Getting Connected: The Internet at 56K and Up

COMPUTER BOOK REVIEW  


COMPUTER BOOK REVIEW

387 words

Title: Getting Connected: The Internet at 56K and Up; 
by Kevin Dowd; O'Reilly & Associates Inc.; ISBN: 
1-56592-154-2; paperback, 410 pages, US$29.95 Can$42.95

Reviewer: Luis Henriques, "As a six month, self-taught 
ISP network administrator, I have personally benefited 
from this book. I discovered, in detail, how and why my 
computer network was designed." 

Connect to the Internet at 56Kbits/sec, or higher.

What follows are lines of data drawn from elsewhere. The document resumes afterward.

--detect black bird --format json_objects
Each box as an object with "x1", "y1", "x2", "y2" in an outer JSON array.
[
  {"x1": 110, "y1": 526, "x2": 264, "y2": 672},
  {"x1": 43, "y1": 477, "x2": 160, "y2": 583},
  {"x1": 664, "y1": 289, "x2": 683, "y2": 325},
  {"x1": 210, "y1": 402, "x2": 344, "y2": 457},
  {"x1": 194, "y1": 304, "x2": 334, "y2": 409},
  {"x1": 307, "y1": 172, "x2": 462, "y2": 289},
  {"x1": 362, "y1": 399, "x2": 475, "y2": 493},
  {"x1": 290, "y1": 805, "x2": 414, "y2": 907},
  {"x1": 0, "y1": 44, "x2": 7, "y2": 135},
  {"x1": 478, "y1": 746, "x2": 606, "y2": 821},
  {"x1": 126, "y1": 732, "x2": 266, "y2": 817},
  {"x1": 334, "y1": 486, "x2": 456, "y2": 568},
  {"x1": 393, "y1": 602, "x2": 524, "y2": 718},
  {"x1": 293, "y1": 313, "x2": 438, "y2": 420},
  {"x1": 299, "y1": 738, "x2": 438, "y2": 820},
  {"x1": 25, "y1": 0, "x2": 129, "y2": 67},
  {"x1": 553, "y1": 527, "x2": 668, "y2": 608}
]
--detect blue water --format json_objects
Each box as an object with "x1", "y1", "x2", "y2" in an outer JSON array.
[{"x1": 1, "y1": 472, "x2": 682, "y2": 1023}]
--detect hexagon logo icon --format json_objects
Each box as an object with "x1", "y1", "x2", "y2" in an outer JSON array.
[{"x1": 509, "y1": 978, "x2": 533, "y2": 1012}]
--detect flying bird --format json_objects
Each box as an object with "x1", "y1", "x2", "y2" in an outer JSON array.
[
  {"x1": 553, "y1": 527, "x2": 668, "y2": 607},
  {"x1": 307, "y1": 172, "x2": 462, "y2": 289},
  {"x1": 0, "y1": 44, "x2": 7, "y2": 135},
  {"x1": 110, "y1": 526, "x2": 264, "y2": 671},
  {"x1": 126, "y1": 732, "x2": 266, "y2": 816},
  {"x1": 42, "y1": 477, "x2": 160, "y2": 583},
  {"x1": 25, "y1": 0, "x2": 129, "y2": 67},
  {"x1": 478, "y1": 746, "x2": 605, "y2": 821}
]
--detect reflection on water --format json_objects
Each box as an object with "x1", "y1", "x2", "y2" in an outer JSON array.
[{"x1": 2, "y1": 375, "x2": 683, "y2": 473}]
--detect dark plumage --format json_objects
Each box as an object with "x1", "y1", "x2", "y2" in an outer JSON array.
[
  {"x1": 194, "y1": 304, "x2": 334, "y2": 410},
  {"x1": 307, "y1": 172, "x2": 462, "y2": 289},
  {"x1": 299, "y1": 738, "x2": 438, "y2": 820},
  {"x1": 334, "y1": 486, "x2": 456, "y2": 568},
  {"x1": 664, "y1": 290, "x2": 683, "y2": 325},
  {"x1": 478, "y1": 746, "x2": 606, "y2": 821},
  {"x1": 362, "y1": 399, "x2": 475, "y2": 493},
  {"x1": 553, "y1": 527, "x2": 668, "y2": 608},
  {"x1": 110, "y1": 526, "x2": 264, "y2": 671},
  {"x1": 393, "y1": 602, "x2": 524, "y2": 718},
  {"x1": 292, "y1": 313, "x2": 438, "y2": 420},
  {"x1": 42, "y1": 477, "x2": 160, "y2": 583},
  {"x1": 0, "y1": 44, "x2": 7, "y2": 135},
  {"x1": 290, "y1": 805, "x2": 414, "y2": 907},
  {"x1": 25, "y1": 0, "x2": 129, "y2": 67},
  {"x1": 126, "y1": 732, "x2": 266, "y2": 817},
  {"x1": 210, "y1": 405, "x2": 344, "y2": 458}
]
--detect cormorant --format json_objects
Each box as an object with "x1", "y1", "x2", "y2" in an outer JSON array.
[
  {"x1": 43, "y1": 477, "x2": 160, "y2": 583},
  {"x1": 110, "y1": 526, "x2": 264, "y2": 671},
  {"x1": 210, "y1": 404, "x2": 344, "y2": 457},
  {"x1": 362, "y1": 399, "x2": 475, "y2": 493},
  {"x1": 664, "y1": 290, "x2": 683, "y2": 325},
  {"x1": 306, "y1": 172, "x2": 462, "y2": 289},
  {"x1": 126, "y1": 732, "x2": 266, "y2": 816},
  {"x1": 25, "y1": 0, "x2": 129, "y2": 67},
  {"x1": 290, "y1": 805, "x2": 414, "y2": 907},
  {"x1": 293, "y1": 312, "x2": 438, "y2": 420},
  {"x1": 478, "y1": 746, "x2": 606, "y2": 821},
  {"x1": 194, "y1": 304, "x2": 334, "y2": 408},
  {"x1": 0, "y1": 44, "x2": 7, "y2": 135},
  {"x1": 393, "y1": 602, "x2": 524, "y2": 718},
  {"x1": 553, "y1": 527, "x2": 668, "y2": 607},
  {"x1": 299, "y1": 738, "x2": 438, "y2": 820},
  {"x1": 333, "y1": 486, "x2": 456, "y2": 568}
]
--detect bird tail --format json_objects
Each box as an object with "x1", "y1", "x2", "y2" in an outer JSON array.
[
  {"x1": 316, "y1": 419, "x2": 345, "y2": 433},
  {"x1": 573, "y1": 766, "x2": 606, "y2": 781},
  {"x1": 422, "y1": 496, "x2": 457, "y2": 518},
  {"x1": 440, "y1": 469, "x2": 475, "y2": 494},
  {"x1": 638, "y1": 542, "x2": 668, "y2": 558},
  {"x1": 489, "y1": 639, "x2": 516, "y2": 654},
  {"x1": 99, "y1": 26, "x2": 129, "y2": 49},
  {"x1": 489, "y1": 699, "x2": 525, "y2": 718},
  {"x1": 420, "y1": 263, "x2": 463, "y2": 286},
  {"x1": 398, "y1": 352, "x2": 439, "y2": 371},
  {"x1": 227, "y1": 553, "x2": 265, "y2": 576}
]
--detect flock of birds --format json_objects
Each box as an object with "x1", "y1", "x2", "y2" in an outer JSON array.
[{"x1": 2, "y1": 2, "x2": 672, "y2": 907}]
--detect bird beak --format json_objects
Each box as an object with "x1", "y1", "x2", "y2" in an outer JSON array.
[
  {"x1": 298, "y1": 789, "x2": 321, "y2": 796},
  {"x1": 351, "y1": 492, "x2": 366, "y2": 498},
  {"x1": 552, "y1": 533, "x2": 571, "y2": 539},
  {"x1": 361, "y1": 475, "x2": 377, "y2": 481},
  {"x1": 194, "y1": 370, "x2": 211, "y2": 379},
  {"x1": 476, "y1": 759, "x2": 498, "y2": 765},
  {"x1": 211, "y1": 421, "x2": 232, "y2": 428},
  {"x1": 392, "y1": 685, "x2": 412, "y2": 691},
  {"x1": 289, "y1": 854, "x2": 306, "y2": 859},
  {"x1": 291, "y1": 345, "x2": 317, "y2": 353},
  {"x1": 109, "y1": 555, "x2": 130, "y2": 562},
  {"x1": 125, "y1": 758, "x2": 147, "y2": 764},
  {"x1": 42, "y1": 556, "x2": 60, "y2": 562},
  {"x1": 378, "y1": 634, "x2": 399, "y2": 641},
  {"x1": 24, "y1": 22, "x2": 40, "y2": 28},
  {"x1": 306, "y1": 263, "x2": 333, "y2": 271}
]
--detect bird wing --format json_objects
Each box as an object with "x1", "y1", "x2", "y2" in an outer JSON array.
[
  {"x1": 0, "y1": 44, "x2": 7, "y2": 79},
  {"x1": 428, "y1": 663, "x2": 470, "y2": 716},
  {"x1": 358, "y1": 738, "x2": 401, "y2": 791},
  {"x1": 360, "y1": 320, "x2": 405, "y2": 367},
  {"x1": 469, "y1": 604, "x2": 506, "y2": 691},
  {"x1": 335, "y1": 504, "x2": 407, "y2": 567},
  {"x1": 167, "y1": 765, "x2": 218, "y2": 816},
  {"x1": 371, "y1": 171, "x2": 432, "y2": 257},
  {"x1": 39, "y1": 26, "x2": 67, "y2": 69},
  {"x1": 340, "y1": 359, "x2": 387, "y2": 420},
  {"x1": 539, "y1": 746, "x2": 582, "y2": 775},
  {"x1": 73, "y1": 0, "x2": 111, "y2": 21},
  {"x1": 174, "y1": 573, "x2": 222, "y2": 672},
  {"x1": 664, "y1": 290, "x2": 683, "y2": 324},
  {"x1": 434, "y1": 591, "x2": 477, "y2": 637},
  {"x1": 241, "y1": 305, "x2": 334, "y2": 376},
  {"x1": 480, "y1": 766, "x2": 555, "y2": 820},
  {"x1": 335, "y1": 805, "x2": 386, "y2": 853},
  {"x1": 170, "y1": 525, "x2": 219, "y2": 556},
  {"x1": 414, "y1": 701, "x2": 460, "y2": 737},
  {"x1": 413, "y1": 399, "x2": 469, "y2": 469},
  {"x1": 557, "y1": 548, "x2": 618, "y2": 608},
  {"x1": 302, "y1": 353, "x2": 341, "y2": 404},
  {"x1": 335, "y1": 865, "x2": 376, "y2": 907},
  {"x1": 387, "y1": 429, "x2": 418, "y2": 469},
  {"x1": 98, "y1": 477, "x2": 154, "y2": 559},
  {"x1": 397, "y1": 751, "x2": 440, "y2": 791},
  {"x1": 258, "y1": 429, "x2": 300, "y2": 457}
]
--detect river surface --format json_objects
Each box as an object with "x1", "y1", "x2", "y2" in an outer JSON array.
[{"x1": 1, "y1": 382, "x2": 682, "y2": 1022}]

Are ready to save yourself precious time, money, not to 
mention the frustration encountered when attempting to 
configure complex network environments for attachment 
to the Internet? There has never been a book so complete 
and "simple" on the subject. 

Walk into the office of any network administrator, and you 
will see thick bible-like books containing information on 
network operating systems, router configuration, server 
application software, network security, network protocols 
and hardware installation (to name a few). Don't be surprised 
if you find this book at close reach.  

Kevin Dowd has written a book that probes into those detailed 
networking subjects and extracts the most useful and relevant 
information pertaining to the topic. This information is revealed 
to the reader in easy to comprehend terms. 

The structure is modular like, allowing reading from cover to 
cover or as reference material. Either way, it offers detailed 
step by step and by example solutions, granting this paperback 
an high rating in your computer book library.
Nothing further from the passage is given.